どちらが正しいということはないですが特に理由がない限りは、どちらかに一方に統一して作成したほうが履歴の管理がしやすいです

右手系座標軸か左手系座標軸か、現行状態であるかないかで以下のように座標系の線種が変化するため、その座標系がどういう状態なのかが一目で分かるようになっています。

 

座標系の作成方法

座標系を作成する時には画面上部のメニューバーから『挿入>座標系を選択、もしくは画面下端にあるワークベンチーツールの中から座標系コマンド』をクリックします。
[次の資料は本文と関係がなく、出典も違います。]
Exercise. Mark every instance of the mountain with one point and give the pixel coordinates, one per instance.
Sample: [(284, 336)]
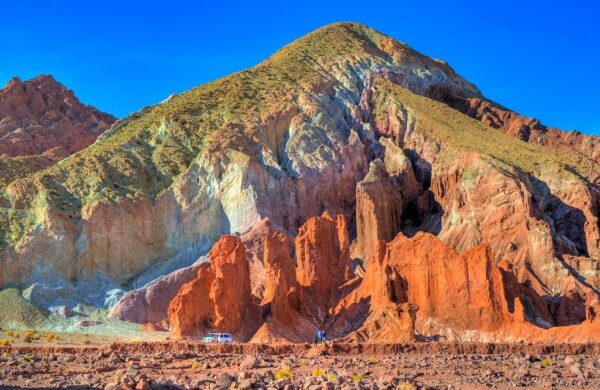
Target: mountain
[(42, 122), (359, 154)]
クリックすると『座標系を定義』というウィンドウが立ち上がります。
ここで原点やX、Y、Z方向などを選択することで座標系が作成されます。

座標系を定義するには『座標系タイプ』を選ぶ必要があります。

座標系タイプはウィンドウの一番上の『座標系タイプ:』のプルダウンメニューから選びます。
座標系タイプによってそれぞれ座標系の作り方が異なるので、すべてを理解し自身の意図に沿った座標系を作れるようしておきましょう。

 

座標系タイプ『標準』

座標系タイプ『標準』は原点と方向を指定して座標系を作成します。

1. 点を選択する

原点となる点を選択します。


2. 方向を指定する

方向を指定するエレメントをX,Y,Z軸にそれぞれ選択します。
作成される座標系のX,Y,Z方向はこのエレメントによって決まります。
方向エレメントとして直線以外にも、平面や点を選択することができます。
平面の場合はその平面に直交方向、点の場合は原点とその点を結ぶ直線方向となります。

座標系は3つの方向がすべて直交関係にあるため、2軸を選択した時点で3軸目の方向は自動で決まります。そのため3軸すべてを指定すると以下のメッセージが表示されます。表示されるメッセージはエラーではないため、無視して座標系を作成することも可能です。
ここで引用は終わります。